Trevor Butterworth, a writer for Forbes, has an article out today called “The Power of Twilight”. The last portion of it just blew me away. Take a look:
But when Twilight can rival and supplant Jane Austen on the nightstand of professional, highly educated women, something more than a reshaping of a genre appears to be at work. The saga seems to have distilled the formative anxieties and agonies of womanhood into a meta-narrative to accompany the real, and often less fantastic, narrative yearning of life.
It is this tension that makes the phenomenon of Twilight so powerful: It is beyond the reach of serious criticism, the “aristocratic” way of reading advocated by that indisputably homme sérieux, Roland Barthes and the “difficulty” prized by the aristocratic T.S. Eliot as the hallmark of a genuine literary experience. And yet Twilight is being endlessly, critically dissected and discussed by those who read it and watch its cinematic rendition.
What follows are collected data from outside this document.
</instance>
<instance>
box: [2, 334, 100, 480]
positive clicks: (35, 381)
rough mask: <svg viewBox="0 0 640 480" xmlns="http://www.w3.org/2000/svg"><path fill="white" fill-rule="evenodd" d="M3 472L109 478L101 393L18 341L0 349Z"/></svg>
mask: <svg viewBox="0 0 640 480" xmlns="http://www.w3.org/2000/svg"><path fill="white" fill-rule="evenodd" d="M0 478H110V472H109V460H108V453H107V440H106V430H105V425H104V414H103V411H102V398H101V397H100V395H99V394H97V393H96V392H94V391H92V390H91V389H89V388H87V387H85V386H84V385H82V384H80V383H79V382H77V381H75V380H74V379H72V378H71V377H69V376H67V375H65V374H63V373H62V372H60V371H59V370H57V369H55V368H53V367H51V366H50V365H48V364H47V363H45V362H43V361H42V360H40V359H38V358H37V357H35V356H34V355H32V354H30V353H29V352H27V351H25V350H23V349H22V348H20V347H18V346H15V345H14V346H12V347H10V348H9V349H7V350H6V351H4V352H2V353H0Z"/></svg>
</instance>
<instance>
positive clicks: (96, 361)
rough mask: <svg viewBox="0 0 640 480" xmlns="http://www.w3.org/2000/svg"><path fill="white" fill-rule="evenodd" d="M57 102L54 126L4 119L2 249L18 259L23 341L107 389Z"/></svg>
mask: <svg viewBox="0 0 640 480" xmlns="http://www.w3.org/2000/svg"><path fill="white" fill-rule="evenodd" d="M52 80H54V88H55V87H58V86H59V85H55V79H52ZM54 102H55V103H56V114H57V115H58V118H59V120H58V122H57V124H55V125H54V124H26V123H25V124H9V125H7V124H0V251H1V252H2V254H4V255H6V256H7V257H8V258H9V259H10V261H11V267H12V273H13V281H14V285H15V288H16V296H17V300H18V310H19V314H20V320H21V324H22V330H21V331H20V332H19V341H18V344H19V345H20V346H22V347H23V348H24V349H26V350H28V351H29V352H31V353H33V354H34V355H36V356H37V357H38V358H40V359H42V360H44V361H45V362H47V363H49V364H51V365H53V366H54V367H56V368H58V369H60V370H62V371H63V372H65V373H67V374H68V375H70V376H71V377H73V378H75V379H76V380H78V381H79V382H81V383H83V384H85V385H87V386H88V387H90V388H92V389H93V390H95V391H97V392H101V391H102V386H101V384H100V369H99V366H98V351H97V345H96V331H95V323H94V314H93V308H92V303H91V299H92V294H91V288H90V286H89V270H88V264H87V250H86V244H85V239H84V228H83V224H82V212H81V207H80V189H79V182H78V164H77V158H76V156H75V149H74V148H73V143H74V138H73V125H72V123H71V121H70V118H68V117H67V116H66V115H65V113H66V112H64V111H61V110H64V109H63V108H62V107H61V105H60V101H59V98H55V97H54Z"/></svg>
It may be aimed at young adults, and it may have found a mass market audience, but that gives it a force high art seems to no longer possess. One can only wonder how the Farsi version will be read in Tehran.
This all makes the Twilight saga not just the first great Mormon work of literature (pace Orson Scott Card), but the first great cultural product of the 21st century. It’s a fusion of word and film that has taken the interior life of a teenage girl, and a small town on the Western edge of the United States, and placed them at the center of the world.
High praise for our beloved story!
Do you think Stephenie Meyer’s Twilight Saga is the “first great cultural product of the 21st century”?